Even before the Independent National Electoral Commission (INEC) sounded the whistle to kick-start the campaign activities for the 2023 general elections a few weeks ago, some clerics have been bombarding the media space with prophecies of those who would clinch elective positions across different political parties.
Sadly, this practice has been part of our electoral processes in recent years …they are seasonings that spice up the pronouncements from the pulpits. As the dates for various stages of the elections inch close, so will the electorate be overwhelmed with predictions believed to come from above.
Nigeria has never fallen short of attention-seeking prediction mongers. We recall the warning by the Sultan of Sokoto and President of Supreme Council for Islamic Affairs, Alhaji Muhammadu Sa’ad Abubakar III, to religious leaders to desist from predicting the winners in the rescheduled 2019 presidential poll.
The Sultan gave the admonition at the meeting of the Interfaith Dialogue Forum for Peace (IDFP) held in Abuja. He said that given the way such rampant predictions were being dispensed, they might trigger a disaster, particularly if the proclaimed presidential candidate did not win the election.
He said, “As spiritual leaders, we need to be cautious about what we are saying to our followers in churches and mosques, taking into consideration that we shall stand at some point before Allah and account for our deeds.
“We ought to by no means permit ourselves for use by any political candidate. If you want to help any candidates, do it personally.
“Religious leaders should preach love for one another and do whatever they do with the fear of God.” prophecy
Clerics and other forecasters ought to be reminded of the Sultan’s admonition again. This is because the tendency is always there for political actors and their followers to see such prophecies as God’s verdicts, leading to complacency on their part. Those favoured by such predictions could take their hands off the plough in the belief that their victories are a foregone conclusion, rather than doing the needful during electioneering.
Such pastime should be left to political analysts and pundits who base their forecasts on hard facts and performances of parties and their candidates in an atmosphere devoid of electoral frauds. In a country where clerics lay claims to being the representatives of God with large followers who are so gullible, any failed prophecy would be blamed on manipulation of results by electoral umpires at various levels and other factors to rubbish such predictions originating from God!
These political clerics have sympathies for certain candidates or parties and as such, the tendency to incite their followers to resist the outcomes of polls even if they were credible would be there, claiming that the will of God has been shortchanged.
Besides predicting winners ahead of polls, there have been instances where some men of God claimed they had received divine instructions from God to contest elective positions only to fail in the end. When such vote-swaying declarations backfire, what impression do they want the people, especially their followers, to have about God?
While charging clerics who are paid or influenced in one way or the other to dispense prophecies to desist from such, politicians should also be cautioned against using religion to precipitate conflicts in the country ahead of the forthcoming polls.
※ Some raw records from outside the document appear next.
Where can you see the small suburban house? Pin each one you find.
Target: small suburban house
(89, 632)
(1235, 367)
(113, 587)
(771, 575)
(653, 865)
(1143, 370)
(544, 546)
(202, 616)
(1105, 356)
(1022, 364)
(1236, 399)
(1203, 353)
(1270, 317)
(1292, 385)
Equally, we enjoin the youths to avoid politicians that deploy hate speech to incite violence for their selfish interests before, during and after the polls.
Be that as it may, clerics are not the only ones bitten by the bug of partisanship. Traditional rulers, who are supposed to be fathers for all, tend to join the fray also. Most of them endorse and openly campaign for candidates of their choice. Such partisan royal fathers expose themselves to the danger of being attacked by thugs belonging to the political parties they do not support. Such leaders also lose the right to make peace in the event of any conflicts in their domains.
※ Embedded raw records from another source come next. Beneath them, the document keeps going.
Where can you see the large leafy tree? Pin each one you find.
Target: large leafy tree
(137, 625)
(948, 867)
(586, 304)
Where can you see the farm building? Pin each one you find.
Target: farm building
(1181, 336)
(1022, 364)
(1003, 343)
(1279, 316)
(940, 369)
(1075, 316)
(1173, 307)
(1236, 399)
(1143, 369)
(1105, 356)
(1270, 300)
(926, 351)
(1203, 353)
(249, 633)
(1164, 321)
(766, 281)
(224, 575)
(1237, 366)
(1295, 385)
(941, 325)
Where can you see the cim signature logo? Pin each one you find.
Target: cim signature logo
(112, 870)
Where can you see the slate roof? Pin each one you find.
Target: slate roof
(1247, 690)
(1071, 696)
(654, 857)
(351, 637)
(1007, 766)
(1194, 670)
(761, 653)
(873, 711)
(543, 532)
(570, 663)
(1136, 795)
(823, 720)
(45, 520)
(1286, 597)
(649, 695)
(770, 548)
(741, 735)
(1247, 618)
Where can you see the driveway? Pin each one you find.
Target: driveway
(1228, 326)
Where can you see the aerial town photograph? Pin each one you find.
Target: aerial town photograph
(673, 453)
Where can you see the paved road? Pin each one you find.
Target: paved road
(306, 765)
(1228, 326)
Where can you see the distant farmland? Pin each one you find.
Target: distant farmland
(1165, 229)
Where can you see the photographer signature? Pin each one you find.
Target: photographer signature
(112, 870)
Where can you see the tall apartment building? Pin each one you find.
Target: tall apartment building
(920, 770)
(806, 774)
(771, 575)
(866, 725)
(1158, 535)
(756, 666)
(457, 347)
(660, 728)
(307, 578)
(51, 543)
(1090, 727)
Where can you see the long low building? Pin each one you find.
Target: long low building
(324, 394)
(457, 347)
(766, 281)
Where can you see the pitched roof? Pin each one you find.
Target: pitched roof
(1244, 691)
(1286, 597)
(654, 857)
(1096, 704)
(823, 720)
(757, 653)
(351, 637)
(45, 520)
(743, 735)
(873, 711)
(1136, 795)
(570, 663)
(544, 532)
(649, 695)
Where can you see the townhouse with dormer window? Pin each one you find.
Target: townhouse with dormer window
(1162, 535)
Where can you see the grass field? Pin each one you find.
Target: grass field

Lastly, it is high time we came to terms with the fact that we are first and foremost Nigerians before anything else. The way Nigerians deploy religion into politics as exemplified by the same faith imbroglio is mid-boggling. Politics and religion were made for us and not the other way round. It is a truism that religions are a spiritual compass aimed at guiding us on our life journey. Those who deviate from the path and choose to deploy it to fan the embers of disunity for their selfish interests are Nigeria’s No. 1 enemies.